The analysis and modification happen on the first cache miss for a given IC. Subsequent misses for the same IC using a different hidden class only require updating the immediate offset value in the already modified instruction (if applicable), avoiding the full analysis overhead.

Experimental Evaluation & Results:

The authors evaluated the DBM approach using the jsbench JavaScript benchmark suite compiled with hopc + gcc -O3 on various x86_64 architectures (Intel Golden Cove, Gracemont, and AMD Zen 3).

RQ1 (Detection Effectiveness): The DBM successfully identified and could modify >96% of IC sequences generated by gcc -O3. Around 17% were candidates for the -O2 optimization.
RQ2 (Instruction Count): The DBM had a marginal impact on the total executed instruction count (<1% variation for most benchmarks), mainly due to NOP padding.
RQ3 (Memory Reads): The DBM effectively reduced the number of L1 data cache loads by an average of 1.5% across benchmarks, with peaks over 10% reduction for some. This confirmed the DBM was successfully removing the targeted memory accesses.
RQ4 (Overall Performance): Surprisingly, despite reducing memory reads, the DBM optimization showed no significant improvement in execution time. Performance differences were generally within the ±5% variability observed from adding the DBM code infrastructure itself, averaging a 0.03% slowdown across all benchmarks and architectures.

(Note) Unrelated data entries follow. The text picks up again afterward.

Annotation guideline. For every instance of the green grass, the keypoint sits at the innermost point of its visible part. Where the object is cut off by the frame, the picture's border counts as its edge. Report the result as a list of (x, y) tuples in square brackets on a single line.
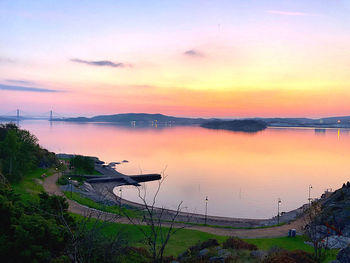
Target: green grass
[(231, 227), (110, 209), (29, 187), (296, 243), (178, 243), (185, 238)]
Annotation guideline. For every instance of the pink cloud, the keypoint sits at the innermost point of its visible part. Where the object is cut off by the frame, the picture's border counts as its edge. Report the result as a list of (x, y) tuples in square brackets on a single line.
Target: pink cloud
[(288, 13)]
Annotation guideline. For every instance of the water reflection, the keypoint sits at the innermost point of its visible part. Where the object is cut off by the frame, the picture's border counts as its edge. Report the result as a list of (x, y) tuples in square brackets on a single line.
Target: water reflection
[(242, 174)]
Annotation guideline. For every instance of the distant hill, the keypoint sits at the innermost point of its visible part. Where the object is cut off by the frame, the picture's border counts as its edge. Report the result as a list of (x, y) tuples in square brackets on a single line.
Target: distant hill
[(329, 122), (144, 119), (139, 118), (236, 125)]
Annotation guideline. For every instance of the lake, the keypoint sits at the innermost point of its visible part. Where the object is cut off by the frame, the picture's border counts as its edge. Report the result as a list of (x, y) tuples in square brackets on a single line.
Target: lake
[(242, 174)]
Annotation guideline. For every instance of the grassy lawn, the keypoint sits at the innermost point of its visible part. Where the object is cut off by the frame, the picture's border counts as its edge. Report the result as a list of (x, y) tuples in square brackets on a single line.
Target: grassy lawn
[(111, 209), (185, 238), (31, 185), (177, 244)]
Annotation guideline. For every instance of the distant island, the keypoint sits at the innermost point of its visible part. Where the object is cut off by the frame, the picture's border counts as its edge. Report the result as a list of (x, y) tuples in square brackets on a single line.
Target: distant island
[(146, 119), (236, 125), (139, 119)]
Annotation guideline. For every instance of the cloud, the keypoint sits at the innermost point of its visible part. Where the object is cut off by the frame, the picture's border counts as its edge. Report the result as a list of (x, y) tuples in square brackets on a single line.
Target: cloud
[(288, 13), (193, 53), (6, 60), (27, 89), (100, 63), (18, 81)]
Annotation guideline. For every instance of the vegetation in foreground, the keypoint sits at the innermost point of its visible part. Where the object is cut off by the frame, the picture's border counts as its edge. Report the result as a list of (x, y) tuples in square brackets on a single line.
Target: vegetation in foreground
[(36, 227)]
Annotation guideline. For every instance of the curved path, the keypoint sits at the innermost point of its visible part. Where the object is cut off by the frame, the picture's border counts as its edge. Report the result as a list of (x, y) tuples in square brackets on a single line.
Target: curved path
[(51, 187)]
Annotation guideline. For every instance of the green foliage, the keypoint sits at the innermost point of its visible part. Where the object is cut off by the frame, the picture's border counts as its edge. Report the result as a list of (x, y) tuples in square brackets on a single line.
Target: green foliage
[(20, 153), (295, 243), (114, 209), (30, 185), (82, 165), (237, 243), (32, 232)]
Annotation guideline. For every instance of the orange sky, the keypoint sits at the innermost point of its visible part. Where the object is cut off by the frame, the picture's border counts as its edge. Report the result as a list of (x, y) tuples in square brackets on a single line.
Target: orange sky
[(225, 59)]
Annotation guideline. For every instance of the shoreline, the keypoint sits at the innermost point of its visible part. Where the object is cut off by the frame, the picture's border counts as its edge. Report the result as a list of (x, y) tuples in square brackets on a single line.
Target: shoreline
[(102, 192)]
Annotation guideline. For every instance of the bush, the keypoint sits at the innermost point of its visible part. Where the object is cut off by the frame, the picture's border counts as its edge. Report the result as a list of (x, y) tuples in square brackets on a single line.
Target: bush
[(237, 243), (212, 242), (82, 164), (62, 180), (296, 256)]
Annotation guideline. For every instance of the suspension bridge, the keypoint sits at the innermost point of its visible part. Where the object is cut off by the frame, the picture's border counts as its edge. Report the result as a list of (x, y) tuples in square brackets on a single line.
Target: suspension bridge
[(18, 115)]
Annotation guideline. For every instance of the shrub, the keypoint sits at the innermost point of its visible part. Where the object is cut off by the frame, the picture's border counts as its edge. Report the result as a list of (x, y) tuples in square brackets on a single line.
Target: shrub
[(212, 242), (296, 256), (62, 180), (237, 243)]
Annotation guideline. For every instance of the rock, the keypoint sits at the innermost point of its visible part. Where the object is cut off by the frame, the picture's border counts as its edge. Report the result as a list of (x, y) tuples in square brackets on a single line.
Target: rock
[(344, 255), (259, 254), (203, 252), (338, 242)]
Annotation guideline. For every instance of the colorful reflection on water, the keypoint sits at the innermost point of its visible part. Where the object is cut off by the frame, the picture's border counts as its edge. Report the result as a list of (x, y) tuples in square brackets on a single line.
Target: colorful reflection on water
[(242, 174)]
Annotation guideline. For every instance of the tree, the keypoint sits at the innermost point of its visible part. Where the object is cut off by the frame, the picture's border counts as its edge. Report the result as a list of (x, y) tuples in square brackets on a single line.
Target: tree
[(161, 222)]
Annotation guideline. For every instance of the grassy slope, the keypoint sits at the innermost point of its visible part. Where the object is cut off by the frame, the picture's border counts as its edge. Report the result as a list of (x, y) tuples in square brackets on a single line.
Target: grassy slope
[(30, 185), (187, 237), (111, 209)]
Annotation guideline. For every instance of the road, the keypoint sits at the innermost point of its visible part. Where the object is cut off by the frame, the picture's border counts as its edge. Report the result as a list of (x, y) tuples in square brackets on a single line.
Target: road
[(51, 187)]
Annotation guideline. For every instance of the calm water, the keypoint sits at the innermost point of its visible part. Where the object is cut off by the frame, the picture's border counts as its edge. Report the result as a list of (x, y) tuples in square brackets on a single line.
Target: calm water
[(243, 175)]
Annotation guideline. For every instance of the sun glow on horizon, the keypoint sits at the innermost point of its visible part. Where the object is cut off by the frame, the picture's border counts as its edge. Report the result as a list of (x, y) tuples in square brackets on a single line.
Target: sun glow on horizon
[(225, 59)]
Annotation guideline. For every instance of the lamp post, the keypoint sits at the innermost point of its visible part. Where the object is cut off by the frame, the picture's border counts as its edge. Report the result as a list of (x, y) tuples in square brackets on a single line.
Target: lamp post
[(70, 186), (310, 187), (206, 210), (278, 210)]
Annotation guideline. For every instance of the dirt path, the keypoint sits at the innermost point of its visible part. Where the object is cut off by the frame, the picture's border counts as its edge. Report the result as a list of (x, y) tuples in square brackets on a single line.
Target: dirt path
[(51, 187)]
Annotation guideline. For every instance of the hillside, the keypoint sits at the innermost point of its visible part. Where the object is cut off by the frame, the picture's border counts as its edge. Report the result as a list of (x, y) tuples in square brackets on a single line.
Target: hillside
[(139, 118), (236, 125)]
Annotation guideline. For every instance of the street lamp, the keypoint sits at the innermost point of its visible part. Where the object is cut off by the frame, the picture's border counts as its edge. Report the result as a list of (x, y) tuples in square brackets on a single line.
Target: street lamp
[(70, 186), (278, 210), (310, 187), (206, 210)]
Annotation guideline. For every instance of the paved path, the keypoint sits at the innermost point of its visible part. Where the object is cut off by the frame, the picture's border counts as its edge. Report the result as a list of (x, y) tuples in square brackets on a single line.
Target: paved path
[(51, 187)]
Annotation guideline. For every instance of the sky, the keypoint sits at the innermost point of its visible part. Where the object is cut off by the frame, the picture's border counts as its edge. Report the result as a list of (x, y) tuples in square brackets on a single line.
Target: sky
[(184, 58)]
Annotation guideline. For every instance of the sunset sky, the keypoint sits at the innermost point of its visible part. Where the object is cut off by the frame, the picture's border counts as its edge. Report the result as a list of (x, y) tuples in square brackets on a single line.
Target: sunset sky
[(184, 58)]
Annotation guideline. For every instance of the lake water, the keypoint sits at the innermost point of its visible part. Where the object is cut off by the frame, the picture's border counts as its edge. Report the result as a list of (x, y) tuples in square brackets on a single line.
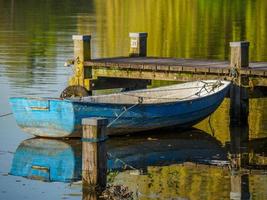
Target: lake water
[(35, 41)]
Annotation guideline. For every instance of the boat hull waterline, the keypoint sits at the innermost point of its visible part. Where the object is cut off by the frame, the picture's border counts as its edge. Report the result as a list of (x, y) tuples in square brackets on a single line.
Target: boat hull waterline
[(51, 117)]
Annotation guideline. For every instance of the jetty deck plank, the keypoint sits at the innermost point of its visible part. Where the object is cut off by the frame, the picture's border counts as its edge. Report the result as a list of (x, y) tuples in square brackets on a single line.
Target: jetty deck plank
[(176, 64)]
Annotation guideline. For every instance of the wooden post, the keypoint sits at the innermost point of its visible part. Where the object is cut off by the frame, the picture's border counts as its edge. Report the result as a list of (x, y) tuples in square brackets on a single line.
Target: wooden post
[(239, 186), (138, 44), (239, 102), (239, 54), (239, 106), (239, 152), (82, 52), (94, 157)]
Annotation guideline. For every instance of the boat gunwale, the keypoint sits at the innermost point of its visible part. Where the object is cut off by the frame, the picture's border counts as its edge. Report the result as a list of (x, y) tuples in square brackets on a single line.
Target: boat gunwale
[(81, 101)]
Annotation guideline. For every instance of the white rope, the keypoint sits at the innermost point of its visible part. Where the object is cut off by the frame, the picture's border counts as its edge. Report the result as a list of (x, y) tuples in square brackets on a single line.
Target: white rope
[(212, 85), (125, 110)]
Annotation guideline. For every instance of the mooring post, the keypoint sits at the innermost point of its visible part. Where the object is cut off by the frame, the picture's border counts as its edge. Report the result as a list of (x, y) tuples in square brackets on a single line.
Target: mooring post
[(82, 52), (239, 54), (239, 153), (239, 186), (94, 157), (239, 92), (138, 44)]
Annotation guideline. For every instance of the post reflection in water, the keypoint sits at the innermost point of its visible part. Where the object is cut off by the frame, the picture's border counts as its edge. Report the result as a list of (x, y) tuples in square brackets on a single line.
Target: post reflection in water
[(177, 158)]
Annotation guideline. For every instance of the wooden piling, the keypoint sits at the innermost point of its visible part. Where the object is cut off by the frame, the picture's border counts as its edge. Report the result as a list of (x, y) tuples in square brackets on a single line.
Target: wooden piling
[(82, 53), (239, 54), (138, 44), (239, 186), (239, 105), (94, 159)]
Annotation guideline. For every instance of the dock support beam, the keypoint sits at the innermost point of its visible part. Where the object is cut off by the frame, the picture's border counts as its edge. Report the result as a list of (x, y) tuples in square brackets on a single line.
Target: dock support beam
[(82, 52), (94, 159), (138, 44)]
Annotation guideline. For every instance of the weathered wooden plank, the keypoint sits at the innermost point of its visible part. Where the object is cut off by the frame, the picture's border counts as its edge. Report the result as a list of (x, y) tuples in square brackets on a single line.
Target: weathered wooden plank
[(110, 82), (156, 75)]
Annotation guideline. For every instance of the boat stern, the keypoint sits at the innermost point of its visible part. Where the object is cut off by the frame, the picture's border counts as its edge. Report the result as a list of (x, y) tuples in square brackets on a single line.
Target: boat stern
[(44, 117)]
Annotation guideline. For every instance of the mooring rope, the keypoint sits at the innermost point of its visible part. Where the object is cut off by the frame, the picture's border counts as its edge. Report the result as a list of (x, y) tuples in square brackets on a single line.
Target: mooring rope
[(124, 111), (4, 115), (204, 86)]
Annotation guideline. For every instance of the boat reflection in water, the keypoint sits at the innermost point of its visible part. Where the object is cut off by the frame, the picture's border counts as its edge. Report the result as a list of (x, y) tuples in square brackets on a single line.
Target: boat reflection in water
[(165, 165), (48, 160), (61, 160)]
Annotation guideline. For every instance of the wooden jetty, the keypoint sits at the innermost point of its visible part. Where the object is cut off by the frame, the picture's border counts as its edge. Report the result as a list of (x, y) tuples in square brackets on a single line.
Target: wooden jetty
[(137, 70)]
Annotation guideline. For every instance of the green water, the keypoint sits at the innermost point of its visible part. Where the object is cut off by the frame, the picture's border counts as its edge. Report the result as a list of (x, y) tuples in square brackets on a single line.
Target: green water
[(35, 41)]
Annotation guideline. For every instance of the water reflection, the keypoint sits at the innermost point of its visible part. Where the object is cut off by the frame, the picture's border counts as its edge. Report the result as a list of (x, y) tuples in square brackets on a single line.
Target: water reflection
[(138, 161), (48, 160)]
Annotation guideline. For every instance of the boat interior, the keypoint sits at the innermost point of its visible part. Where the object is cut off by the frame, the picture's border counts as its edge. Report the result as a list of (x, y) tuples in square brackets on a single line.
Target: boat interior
[(165, 94)]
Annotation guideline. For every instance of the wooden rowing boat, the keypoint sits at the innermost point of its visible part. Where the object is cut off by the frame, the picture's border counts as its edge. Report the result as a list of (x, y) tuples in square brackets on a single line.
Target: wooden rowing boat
[(176, 105)]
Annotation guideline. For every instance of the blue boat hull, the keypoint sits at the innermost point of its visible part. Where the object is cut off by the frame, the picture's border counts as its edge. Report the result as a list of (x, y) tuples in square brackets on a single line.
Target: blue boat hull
[(62, 118)]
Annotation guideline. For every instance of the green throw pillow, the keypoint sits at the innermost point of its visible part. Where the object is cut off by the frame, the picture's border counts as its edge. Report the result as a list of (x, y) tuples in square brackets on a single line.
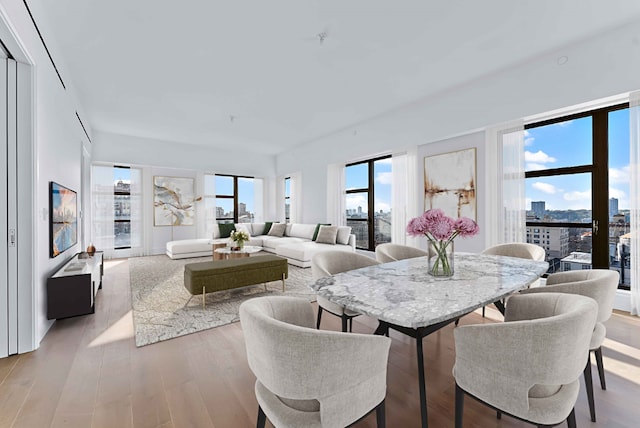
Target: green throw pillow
[(315, 234), (267, 227), (226, 229)]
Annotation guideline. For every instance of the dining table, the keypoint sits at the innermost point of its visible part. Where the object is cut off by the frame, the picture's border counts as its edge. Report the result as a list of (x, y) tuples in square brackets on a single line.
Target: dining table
[(403, 295)]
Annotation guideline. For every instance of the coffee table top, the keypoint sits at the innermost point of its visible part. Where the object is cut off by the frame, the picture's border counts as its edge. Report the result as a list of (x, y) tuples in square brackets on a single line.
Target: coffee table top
[(247, 249)]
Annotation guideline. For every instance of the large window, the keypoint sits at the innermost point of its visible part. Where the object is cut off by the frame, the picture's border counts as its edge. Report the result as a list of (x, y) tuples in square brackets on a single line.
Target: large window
[(368, 201), (287, 199), (117, 202), (234, 199), (577, 187)]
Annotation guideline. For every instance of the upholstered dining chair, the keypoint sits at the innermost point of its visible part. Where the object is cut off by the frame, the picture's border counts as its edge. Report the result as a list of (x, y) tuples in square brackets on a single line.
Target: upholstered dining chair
[(520, 250), (330, 263), (600, 285), (388, 252), (308, 377), (528, 366)]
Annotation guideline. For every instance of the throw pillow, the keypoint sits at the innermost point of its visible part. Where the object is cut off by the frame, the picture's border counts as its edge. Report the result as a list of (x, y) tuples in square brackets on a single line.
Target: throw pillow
[(327, 235), (246, 227), (343, 235), (267, 228), (277, 229), (315, 233), (225, 229)]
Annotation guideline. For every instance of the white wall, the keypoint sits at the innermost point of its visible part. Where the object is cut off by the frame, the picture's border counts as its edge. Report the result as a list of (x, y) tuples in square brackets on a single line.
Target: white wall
[(53, 140), (127, 150)]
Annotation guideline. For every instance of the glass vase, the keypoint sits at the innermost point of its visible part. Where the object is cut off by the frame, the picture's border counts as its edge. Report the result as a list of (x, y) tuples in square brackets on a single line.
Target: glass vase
[(441, 258)]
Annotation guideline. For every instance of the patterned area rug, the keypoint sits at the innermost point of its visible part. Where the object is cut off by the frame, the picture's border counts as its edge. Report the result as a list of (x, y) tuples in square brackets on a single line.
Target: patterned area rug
[(164, 309)]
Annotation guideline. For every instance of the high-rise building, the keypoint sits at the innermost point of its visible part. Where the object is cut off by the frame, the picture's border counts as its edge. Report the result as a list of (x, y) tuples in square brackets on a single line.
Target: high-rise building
[(538, 208), (613, 208)]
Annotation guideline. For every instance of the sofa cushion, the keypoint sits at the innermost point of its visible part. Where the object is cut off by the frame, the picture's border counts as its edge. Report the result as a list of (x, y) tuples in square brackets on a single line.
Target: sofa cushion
[(257, 229), (225, 229), (245, 227), (343, 235), (327, 235), (301, 230), (315, 232), (266, 228), (304, 251), (277, 229), (271, 242)]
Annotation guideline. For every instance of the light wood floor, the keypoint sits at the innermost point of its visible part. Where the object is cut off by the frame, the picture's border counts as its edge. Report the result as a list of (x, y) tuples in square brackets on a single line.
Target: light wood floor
[(88, 373)]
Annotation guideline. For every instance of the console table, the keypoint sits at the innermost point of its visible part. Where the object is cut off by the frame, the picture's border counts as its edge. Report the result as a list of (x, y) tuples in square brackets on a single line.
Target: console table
[(71, 290)]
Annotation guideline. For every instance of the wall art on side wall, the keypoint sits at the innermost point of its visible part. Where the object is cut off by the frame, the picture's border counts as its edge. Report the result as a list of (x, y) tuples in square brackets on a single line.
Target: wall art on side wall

Explanation for Lack of Speedup:

Further analysis revealed that the lack of speedup wasn't due to the DBM overhead (which is minimal and concentrated during a short warmup phase). The core reason is that modern CPU microarchitectures (specifically the ones tested) are already highly effective at mitigating the latency of the memory reads targeted by the DBM optimization. They likely employ advanced techniques like:

Branch Prediction: Correctly predicting the IC hit path.
Data Prefetching: Bringing the icache data (hidden class and offset) into the cache before it's explicitly requested by the load instructions.
Out-of-Order Execution: Executing the load instructions early and hiding their latency by overlapping them with other operations.
Store-to-Load Forwarding: If the IC structure was recently written, the subsequent load might get the data directly from the store buffer.

Essentially, the hardware is already optimizing the critical path, making the software optimization of removing the memory reads redundant in terms of execution time, even though it successfully reduces the number of executed memory load instructions reported by hardware counters.

Conclusion:

The paper concludes that, while their DBM technique is effective at finding and modifying static code to eliminate memory reads in IC sequences, this specific optimization does not translate into performance gains on modern x86_64 processors. This highlights a key challenge in performance optimization: microarchitectural behavior can significantly alter the impact of seemingly beneficial code transformations, and simple metrics like instruction count or memory reads don't always predict real-world performance. The authors suggest that future compiler optimizations, whether AoT or JIT, need to be designed with a better understanding of how modern hardware handles specific code patterns, as naive instruction/memory reduction may not yield expected speedups.